The City of Devi, By Manil Suri


Click to follow
The Independent Culture

What would you do and whom would you save if the city in which you lived was to be obliterated in four days? This is the conundrum facing Sarita and the other characters in Manil Suri's new novel, set in a futuristic Mumbai on the brink of nuclear annihilation. The question of whether they can save themselves – or will be saved by the goddess of the title – creates tension throughout.

Mumbai or Bombay is the central character in all Suri's three novels. The Death of Vishnu and The Age of Shiva focused on the present and past of the city. Setting his new novel in a hypothetical future paradoxically succeeds in shedding insight on present-day Mumbai. Suri is also a professor of mathematics in the US. His new book crafts an acutely drawn love triangle, as well as showing characters grappling with a problem far harder to solve than any equation.

Sarita is intent on buying what appears to be the last pomegranate in the city. Four days before the bomb that is supposed to obliterate Mumbai, she finds herself in the ruins of Crawford Market haggling with the lone remaining fruit seller. Around her are shops gutted in the previous night's air raid or terrorist bomb. Smoke billows out of buildings. Gangs of Hindu and Muslim thugs prowl the streets. Sarita must acknowledge that "the city, as I knew and loved it, is gone".

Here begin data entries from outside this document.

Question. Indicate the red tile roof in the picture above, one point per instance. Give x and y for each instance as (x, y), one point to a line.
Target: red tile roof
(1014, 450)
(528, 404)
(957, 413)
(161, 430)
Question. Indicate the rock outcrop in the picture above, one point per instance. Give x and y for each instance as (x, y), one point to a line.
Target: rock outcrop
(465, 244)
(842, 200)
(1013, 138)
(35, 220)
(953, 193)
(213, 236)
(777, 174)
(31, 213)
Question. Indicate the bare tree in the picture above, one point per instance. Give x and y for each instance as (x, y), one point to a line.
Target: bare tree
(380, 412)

Suri draws out the emotional attachment to place and to people, and the sense of devastation that loss brings. Sarita is desperate to be reunited with her physicist husband Karun, mysteriously missing for more than a fortnight. Suri's trademark mixing of humour with the most serious of issues –politics, religion, sex – is sustained throughout the well-paced narrative.

Sarita's life becomes intertwined with that of the memorable Jaz, "The Jazter": a gay Muslim, also searching for his lover in the chaos. Both he and Sarita are drawn to Devi maa, the goddess who has apparently appeared to save the city. This vividly imagined book about personal and national destruction – and the possibilities of salvation – lingers long after the final page, showing how it is loss that teaches the value of what is most loved.